‘A civilised way’: India’s Jaishankar greets FM Bilawal with namaste

Foreign Minister Bilawal Bhutto-Zardari greeting Indian External Affairs Minister Subrahmanyam Jaishankar. — Twitter/@BBhuttoZardari

Indian External Affairs Minister Subrahmanyam Jaishankar greeted Foreign Minister Bilawal Bhutto-Zardari and others with a namaste while welcoming them to the Shanghai Cooperation Organisation (SCO) moot. 

Bilawal, who was in Goa leading the country’s delegation to attend the two-day meeting of the SCO CFM, said that welcoming each other with a namaste was the “civilised” way. 

“In Sindh, we welcome each other like this,” said the foreign minister. 

Jaishankar also greeted other foreign ministers including China’s Qin Gang with a namaste on their arrival at the venue and there was no handshake.

“Dr S Jaishankar never made me feel like our bilateral ties impacted our engagement at the SCO FM’s meeting,” said Bilawal, who is also the chairman of Pakistan Peoples Party (PPP).

The meeting between the foreign ministers began at the Taj Exotica Resort on Thursday evening. The reception was hosted by Jaishankar while the main deliberations took place on Friday (today).

During his address at the summit, Bilawal talked about several major issues including the special status of Indian Illegally Occupied Jammu and Kashmir, terrorism, security of Afghanistan, China’s role in bridging differences between Saudi Arabia and Iran etc.

He warned the member states of the SCO against “weaponising terrorism for diplomatic point scoring” without naming India as Jaishankar — prior to Bilawal’s speech — had said the menace of terrorism continues unabated, adding that taking eyes off this menace is detrimental to the security interests of all.

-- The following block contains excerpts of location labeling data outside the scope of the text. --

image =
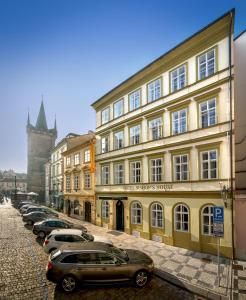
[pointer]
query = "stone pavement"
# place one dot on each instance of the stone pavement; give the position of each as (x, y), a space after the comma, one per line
(22, 271)
(192, 270)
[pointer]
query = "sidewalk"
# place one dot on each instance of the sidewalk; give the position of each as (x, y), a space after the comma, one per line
(197, 272)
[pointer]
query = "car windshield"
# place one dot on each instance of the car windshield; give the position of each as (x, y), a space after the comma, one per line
(121, 253)
(87, 236)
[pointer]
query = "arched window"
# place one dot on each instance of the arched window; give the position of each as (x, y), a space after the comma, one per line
(105, 209)
(181, 217)
(207, 220)
(136, 213)
(156, 215)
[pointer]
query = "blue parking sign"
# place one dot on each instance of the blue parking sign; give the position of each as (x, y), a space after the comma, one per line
(218, 214)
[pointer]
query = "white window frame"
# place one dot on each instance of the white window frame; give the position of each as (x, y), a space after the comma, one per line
(155, 129)
(210, 216)
(105, 209)
(118, 105)
(179, 121)
(105, 174)
(156, 169)
(87, 155)
(105, 115)
(181, 164)
(87, 180)
(135, 171)
(136, 213)
(135, 135)
(206, 63)
(209, 161)
(208, 112)
(105, 144)
(178, 76)
(118, 143)
(157, 215)
(181, 219)
(76, 159)
(135, 100)
(154, 90)
(119, 173)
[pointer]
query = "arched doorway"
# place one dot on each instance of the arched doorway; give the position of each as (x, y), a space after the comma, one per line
(120, 215)
(87, 211)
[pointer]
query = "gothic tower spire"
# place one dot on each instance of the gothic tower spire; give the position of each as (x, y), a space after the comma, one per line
(41, 121)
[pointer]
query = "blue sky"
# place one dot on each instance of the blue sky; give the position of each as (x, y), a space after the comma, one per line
(75, 51)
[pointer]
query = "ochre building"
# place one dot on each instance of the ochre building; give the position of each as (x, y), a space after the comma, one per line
(79, 177)
(164, 145)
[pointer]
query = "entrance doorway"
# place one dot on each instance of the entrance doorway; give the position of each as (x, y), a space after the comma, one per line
(87, 211)
(120, 215)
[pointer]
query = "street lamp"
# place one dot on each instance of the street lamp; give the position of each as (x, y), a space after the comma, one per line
(225, 193)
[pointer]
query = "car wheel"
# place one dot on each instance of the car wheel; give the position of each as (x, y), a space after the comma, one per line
(52, 249)
(41, 234)
(141, 278)
(68, 283)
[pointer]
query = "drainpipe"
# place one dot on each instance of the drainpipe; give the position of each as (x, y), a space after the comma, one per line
(231, 137)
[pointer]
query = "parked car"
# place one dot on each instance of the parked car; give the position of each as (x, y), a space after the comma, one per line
(35, 216)
(75, 264)
(24, 208)
(43, 228)
(43, 209)
(59, 237)
(23, 203)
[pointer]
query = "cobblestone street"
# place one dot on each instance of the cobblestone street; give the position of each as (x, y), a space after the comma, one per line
(23, 263)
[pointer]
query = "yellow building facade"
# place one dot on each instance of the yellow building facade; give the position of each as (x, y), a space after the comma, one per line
(79, 177)
(164, 145)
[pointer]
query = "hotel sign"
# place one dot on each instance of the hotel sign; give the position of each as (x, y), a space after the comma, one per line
(149, 187)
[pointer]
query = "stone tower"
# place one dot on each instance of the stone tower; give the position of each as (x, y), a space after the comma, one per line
(40, 142)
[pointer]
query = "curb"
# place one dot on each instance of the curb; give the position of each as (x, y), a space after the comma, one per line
(190, 287)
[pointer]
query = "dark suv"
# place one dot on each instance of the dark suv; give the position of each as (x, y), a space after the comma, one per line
(43, 228)
(95, 262)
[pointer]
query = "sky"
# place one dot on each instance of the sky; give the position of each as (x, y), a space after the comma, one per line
(75, 51)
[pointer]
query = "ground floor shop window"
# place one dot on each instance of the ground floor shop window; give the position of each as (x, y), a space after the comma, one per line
(136, 213)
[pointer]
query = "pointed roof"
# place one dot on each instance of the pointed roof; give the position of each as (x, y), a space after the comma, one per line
(41, 121)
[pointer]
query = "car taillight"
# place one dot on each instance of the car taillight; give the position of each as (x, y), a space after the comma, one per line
(50, 265)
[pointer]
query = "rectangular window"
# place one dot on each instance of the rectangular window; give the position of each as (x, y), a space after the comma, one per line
(208, 113)
(68, 183)
(118, 108)
(87, 178)
(119, 173)
(206, 64)
(178, 78)
(76, 159)
(156, 169)
(105, 174)
(154, 90)
(135, 168)
(87, 155)
(134, 100)
(105, 115)
(209, 164)
(118, 140)
(76, 182)
(155, 129)
(135, 135)
(181, 167)
(179, 121)
(105, 144)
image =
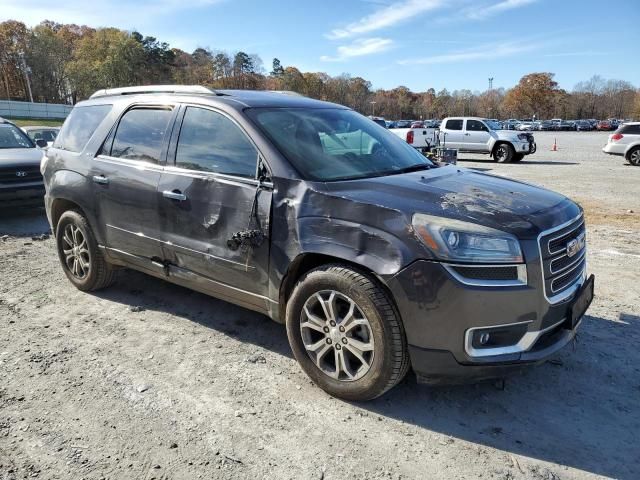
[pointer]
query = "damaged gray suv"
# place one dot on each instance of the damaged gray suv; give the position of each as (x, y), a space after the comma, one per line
(375, 258)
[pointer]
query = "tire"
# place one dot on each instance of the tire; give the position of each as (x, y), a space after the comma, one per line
(81, 259)
(371, 340)
(504, 153)
(633, 157)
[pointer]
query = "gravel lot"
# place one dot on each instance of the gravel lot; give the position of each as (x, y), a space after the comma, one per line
(148, 380)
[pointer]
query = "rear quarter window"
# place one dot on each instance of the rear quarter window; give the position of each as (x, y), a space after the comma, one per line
(80, 126)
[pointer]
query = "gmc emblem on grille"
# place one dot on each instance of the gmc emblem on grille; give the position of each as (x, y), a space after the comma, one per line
(575, 246)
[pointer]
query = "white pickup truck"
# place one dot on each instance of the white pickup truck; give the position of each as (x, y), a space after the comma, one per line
(479, 135)
(422, 139)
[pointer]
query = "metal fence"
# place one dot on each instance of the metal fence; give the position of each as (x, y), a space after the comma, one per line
(12, 109)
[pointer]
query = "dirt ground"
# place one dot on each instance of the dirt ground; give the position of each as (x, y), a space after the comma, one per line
(148, 380)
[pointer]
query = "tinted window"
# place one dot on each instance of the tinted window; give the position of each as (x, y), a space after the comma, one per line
(336, 144)
(210, 142)
(476, 126)
(13, 137)
(79, 127)
(454, 125)
(140, 133)
(630, 129)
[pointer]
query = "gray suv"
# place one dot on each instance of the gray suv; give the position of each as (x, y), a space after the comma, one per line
(375, 258)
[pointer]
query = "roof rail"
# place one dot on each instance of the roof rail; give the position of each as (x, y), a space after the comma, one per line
(194, 89)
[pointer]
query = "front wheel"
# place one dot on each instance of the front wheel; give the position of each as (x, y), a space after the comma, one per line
(504, 153)
(81, 259)
(346, 334)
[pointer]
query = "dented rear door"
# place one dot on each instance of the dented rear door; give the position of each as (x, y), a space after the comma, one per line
(214, 211)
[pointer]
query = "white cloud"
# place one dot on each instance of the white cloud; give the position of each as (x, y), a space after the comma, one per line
(359, 48)
(479, 12)
(386, 17)
(483, 52)
(96, 13)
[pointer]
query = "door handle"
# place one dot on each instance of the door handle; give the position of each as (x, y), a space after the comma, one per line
(175, 195)
(101, 179)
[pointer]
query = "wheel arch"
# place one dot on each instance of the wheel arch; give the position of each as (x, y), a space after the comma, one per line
(305, 262)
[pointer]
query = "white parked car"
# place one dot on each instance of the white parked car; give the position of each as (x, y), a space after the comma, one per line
(478, 135)
(625, 141)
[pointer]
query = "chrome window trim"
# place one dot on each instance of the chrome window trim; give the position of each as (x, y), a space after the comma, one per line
(524, 344)
(571, 290)
(519, 282)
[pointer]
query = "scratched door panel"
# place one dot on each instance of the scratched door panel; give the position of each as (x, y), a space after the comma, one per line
(197, 229)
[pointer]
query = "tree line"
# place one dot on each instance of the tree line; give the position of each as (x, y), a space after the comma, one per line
(66, 63)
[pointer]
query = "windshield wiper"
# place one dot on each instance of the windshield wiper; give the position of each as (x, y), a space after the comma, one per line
(414, 168)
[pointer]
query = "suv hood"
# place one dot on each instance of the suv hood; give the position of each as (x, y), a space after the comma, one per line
(10, 157)
(466, 195)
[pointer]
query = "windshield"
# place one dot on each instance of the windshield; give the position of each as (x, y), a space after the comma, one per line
(13, 137)
(336, 144)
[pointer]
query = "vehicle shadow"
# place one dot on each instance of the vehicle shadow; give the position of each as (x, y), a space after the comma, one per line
(580, 409)
(521, 162)
(551, 413)
(23, 221)
(135, 289)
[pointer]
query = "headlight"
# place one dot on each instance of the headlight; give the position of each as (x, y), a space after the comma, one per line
(454, 240)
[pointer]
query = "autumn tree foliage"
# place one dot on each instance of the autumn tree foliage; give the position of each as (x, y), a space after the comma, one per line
(66, 63)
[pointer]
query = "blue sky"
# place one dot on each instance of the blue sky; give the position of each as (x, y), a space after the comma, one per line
(451, 44)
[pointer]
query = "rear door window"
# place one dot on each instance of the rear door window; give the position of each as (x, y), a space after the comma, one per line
(80, 126)
(476, 126)
(211, 142)
(140, 134)
(453, 124)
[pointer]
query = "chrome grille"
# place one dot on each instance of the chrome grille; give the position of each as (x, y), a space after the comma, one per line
(561, 270)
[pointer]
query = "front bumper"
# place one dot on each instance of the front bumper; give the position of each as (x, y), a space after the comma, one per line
(439, 312)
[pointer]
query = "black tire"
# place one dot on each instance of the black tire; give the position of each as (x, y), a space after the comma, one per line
(85, 267)
(389, 360)
(504, 153)
(633, 157)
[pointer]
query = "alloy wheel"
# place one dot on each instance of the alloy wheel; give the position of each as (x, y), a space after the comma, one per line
(76, 252)
(337, 335)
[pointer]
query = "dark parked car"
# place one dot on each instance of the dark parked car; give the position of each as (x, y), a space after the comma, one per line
(20, 178)
(548, 125)
(375, 258)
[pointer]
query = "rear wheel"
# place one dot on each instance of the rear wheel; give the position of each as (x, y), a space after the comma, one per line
(504, 153)
(346, 334)
(81, 259)
(634, 157)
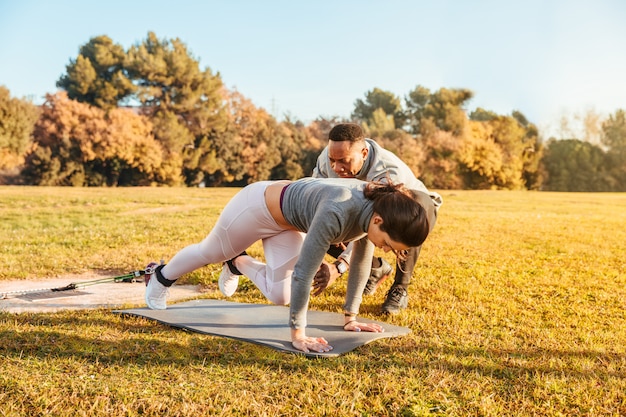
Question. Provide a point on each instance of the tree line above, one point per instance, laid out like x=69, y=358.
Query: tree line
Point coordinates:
x=149, y=115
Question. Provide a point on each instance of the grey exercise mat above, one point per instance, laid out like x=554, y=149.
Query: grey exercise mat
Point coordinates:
x=263, y=324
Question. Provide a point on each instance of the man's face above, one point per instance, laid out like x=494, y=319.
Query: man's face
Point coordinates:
x=347, y=158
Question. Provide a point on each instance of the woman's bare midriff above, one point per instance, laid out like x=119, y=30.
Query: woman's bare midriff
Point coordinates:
x=272, y=199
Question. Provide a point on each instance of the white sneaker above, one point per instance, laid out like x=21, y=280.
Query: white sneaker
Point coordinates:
x=228, y=281
x=156, y=293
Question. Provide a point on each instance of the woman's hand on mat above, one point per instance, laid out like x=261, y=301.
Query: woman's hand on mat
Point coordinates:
x=357, y=326
x=307, y=344
x=325, y=276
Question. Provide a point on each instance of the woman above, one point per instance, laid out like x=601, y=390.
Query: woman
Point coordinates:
x=280, y=214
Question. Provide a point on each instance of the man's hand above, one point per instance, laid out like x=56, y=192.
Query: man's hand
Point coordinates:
x=325, y=276
x=300, y=341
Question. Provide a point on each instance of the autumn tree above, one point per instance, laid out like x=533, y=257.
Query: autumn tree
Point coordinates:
x=614, y=138
x=17, y=120
x=499, y=152
x=575, y=165
x=445, y=108
x=82, y=145
x=97, y=76
x=186, y=104
x=382, y=103
x=440, y=168
x=299, y=148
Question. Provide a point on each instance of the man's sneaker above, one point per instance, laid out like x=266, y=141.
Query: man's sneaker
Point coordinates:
x=377, y=276
x=156, y=293
x=397, y=299
x=228, y=281
x=229, y=278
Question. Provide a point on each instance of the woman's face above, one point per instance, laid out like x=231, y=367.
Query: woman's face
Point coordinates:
x=381, y=239
x=347, y=158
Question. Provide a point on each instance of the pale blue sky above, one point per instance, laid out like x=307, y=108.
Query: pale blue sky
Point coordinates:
x=316, y=58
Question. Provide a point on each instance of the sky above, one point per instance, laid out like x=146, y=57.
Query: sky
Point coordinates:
x=310, y=59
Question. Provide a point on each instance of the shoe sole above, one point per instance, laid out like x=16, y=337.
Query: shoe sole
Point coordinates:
x=146, y=279
x=373, y=290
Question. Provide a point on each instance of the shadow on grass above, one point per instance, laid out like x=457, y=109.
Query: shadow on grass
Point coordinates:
x=109, y=338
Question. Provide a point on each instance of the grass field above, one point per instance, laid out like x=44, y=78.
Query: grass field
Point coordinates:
x=517, y=308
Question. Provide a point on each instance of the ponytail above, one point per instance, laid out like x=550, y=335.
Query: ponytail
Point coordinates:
x=404, y=218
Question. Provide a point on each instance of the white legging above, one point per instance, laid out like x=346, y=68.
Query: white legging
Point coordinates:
x=245, y=220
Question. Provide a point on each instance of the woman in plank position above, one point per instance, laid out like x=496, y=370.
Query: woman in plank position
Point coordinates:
x=304, y=216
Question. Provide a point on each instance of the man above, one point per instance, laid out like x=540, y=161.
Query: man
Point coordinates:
x=350, y=155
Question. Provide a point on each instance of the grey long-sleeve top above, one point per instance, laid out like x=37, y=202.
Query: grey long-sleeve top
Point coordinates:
x=380, y=164
x=329, y=211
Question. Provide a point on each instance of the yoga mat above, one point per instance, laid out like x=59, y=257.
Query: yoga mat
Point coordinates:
x=263, y=324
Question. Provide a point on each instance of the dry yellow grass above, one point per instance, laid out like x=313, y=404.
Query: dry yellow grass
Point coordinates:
x=518, y=308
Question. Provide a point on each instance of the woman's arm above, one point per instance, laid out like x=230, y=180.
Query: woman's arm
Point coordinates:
x=360, y=267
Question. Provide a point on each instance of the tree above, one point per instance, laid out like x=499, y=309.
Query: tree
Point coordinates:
x=17, y=121
x=575, y=165
x=185, y=104
x=516, y=142
x=481, y=157
x=441, y=168
x=78, y=144
x=614, y=138
x=97, y=76
x=443, y=107
x=379, y=100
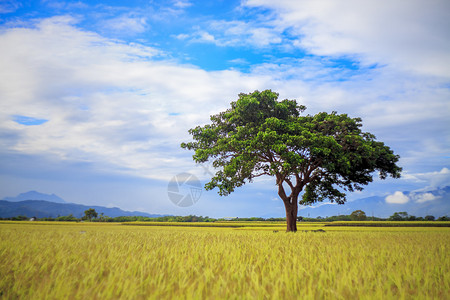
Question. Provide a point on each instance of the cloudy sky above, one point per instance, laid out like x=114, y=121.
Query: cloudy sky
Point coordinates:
x=96, y=96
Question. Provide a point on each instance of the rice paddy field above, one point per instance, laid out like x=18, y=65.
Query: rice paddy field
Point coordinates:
x=57, y=260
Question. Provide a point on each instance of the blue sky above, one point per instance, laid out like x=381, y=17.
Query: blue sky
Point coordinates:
x=96, y=96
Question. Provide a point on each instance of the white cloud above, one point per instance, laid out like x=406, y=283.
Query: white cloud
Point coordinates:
x=107, y=102
x=425, y=197
x=432, y=179
x=120, y=105
x=397, y=198
x=236, y=34
x=182, y=4
x=9, y=6
x=411, y=35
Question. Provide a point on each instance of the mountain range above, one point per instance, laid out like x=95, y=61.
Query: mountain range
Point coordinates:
x=35, y=204
x=420, y=204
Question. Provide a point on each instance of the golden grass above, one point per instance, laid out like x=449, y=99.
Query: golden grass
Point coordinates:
x=112, y=261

“The collective security of our peoples is our joint responsibility. Terrorism continues to threaten global security. Let’s not get caught up in weaponising terrorism for diplomatic point scoring,” Bilawal said.

The foreign minister emphasised that the idea of eradicating this menace requires not only a “comprehensive approach but also a collective approach”.

He said that the root causes need to be addressed as well as the threats posed by specific groups.

“It requires that we let this challenge unite us to fight it rather than divide us to become its victim. Our success requires us to isolate this issue from geo-political partisanship,” he maintained, adding that practical, pragmatic solutions exist for us to put an end to this chapter once and for all.

“We must stop conflating non-state actors with state actors. Condemn all forms of terrorism including state-sponsored terrorism,” he stressed.